> Pepper is a huge surface area, comparable with the web stack in size.
It's neither comparable in size or complexity to the entire browser stack. CSS, HTML, DOM, and JavaScript are so large that they that require the full weight of large-scale corporations to provide a working implementation that's even remotely compatible with the web as its deployed today.
Mozilla received a leg-up in terms of having the majority of the code donated by a large corporation, and by having the web be compatible with that existing technology stack. I can see how I could spend $1M and have a team implement the Pepper API in 6-12 months, and that includes an independent implementation of NaCL/PNaCL sandboxing (if we leveraged google's development tools).
I can't even begin to imagine trying to create an independent browser stack for any reasonable amount of money.
[edit] This is the current Pepper API documentation:
I didn't realize what you meant before. Yes, if you add the internal stuff of HTML and CSS, it is a lot. But Pepper is comparable in size to the APIs needed for general input and output on the web - both contain rendering, audio, input control, etc. In that respect they are comparable.
The difference is that as a 3rd party, I actually have a snowball's chance in hell of implementing something like Pepper. This improves competitiveness and diversity.
Pepper, NaCL, et al also collapse a huge number of complex and nuanced layered web abstractions back down to the approachable problem of running somewhat arbitrary user code, at speed, in a relatively open and loosely define environment.
That's the same environment that projects like Mozilla needed to ever have the chance of producing a web browser in the first place. It sure seems to me that you guys -- consciously or not -- have divided the market into 'browser makers' and 'non-browser makers', and then decided to constrain the tooling and power available to everyone that is not a browser maker.
The fact is, browsers evolved to render pages. HTML and CSS were invented for that, and JS added to make content more dynamic. So it's not surprising the web has the ability to render documents as a fundamental capability.
NaCl is something new. It isn't meant to render documents. It sandboxes native code.
Both the web and NaCl are great, just for different things.
> Both the web and NaCl are great, just for different things.

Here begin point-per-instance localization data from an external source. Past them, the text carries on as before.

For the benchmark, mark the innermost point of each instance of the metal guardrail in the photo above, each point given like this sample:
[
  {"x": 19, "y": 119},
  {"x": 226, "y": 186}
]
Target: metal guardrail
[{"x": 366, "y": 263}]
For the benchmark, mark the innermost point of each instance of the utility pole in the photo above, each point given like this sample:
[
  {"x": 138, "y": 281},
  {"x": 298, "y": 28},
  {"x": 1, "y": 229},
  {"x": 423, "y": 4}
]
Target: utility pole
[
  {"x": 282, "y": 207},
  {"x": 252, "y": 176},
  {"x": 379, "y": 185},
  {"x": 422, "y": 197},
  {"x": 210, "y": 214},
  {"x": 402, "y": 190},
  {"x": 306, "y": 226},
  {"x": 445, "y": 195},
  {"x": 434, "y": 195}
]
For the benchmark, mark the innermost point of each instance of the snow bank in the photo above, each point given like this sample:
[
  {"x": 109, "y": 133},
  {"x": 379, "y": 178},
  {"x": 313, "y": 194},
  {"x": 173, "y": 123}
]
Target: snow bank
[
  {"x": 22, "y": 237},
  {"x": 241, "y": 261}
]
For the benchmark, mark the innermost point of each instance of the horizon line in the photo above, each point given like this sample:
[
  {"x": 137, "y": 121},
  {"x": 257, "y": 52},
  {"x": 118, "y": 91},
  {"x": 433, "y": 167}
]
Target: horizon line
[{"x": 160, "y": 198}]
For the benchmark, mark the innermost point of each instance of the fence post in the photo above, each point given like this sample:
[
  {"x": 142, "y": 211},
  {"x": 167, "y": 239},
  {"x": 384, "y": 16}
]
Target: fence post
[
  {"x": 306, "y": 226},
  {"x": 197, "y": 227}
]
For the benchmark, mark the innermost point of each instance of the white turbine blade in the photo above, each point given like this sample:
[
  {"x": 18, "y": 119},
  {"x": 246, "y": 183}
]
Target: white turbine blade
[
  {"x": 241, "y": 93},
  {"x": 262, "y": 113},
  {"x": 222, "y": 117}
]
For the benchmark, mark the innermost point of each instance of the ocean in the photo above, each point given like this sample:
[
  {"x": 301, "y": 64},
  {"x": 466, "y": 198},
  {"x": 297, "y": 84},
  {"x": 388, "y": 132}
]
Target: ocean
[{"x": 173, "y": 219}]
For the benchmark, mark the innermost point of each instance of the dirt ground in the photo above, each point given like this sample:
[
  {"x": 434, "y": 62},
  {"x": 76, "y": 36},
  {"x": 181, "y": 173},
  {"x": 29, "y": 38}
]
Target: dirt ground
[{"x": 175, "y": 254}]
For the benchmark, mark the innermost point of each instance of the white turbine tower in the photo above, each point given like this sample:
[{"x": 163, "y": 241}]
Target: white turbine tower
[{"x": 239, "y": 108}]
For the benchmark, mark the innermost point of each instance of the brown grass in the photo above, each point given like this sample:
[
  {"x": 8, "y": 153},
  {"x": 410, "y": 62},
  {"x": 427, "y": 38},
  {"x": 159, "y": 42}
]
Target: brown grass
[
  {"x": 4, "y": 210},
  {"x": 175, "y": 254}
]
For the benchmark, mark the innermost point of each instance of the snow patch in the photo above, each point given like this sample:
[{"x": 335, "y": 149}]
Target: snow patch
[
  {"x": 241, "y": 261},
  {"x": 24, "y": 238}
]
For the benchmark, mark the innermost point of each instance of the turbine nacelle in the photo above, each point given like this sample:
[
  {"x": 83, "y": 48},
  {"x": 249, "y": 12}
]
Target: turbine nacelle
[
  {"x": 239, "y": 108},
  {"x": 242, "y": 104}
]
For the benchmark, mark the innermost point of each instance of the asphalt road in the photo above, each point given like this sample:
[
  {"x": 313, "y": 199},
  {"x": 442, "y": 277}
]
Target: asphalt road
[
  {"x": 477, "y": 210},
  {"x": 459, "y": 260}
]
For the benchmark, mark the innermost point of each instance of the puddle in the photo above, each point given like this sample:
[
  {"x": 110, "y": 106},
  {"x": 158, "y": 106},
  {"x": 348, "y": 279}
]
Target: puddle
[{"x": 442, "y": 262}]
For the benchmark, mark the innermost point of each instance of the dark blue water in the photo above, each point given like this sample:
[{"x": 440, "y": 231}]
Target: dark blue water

Well, now we're getting to the core of it! :)
I agree! I think the web should stick to rendering documents, which it has always done reasonably well, and leave applications to technologies such as NaCL, which people can use to produce the next web browser.
I almost agree. But I don't think the web should stop from improving just because there is stuff like NaCl. If it's easy and straightforward to run code at near-native speeds in JS, and it took just a few months to build the asm.js prototype, then why not?
PNaCl, to interact with the world, uses Pepper. Pepper is a huge surface area, comparable with the web stack in size.